While it’s true that many Indian lives were lost as a result of contact with Europeans, it is inaccurate to accuse the Europeans of committing genocide. The high death toll was due mainly to (unintentional) exposure to disease. Europeans brought small pox and measles to America, and because the Native Americans had no prior exposure to these diseases, they died in massive numbers. But disease transmission cut both ways. The Native Americans introduced Europeans to syphilis, tobacco, and cocaine. In Plagues and Peoples, William McNeill claims that bubonic plague was brought to Europe by contact with Mongolian traders. One-third of the European population died. Is it fair to charge Asians with committing genocide against Europeans? Hardly.

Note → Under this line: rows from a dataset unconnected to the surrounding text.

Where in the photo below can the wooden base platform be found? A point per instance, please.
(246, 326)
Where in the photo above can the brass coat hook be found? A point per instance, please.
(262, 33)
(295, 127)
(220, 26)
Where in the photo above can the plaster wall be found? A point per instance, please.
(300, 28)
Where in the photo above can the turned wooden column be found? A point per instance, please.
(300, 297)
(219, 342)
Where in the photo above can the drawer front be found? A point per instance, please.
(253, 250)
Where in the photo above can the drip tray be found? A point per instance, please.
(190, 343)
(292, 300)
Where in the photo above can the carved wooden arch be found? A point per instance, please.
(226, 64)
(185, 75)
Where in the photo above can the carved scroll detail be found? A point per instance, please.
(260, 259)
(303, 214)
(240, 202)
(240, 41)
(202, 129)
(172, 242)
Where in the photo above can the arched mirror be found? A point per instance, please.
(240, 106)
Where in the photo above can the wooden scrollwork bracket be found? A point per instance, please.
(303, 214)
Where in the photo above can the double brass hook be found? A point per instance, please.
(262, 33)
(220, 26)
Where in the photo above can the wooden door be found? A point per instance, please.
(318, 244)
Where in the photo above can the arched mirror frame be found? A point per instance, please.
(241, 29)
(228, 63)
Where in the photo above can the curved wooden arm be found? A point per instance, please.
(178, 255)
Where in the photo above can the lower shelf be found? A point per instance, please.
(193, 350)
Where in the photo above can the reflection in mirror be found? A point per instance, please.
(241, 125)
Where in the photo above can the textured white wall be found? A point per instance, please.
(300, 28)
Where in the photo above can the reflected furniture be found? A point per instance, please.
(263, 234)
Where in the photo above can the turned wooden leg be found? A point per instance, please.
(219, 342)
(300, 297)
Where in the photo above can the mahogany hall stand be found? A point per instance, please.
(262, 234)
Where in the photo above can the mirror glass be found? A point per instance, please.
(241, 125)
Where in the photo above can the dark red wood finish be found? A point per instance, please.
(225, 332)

The multiculturalists overlook the sins of Native Americans culture because their purpose is to elevate all cultures-except of course for Western culture, which more often than not, they vilify. Consider the kinds of activities hosted by the multicultural resource centers that can be found on college campuses across the nation: the tunnel of oppression, the wall of hate, and thanks taking. These themes are all more likely to foster a better sense of victimology than understanding.
As historian and author Rick Shenckmen writes in Legends, Lies and Cherished Myths of American History, “The purpose of history is to understand why people did things, not to reduce the past to a series of moral lessons.” The old myth of white innocence wasn’t accurate. But neither is the new myth of white collective guilt.
The first official Thanksgiving holiday, commissioned by George Washington in1789 was a Christian one, designed to celebrate the providence of an Almighty God. That spirit of gratefulness is what we should remember with this and with every Thanksgiving in our free and profoundly blessed nation. Happy Thanksgiving.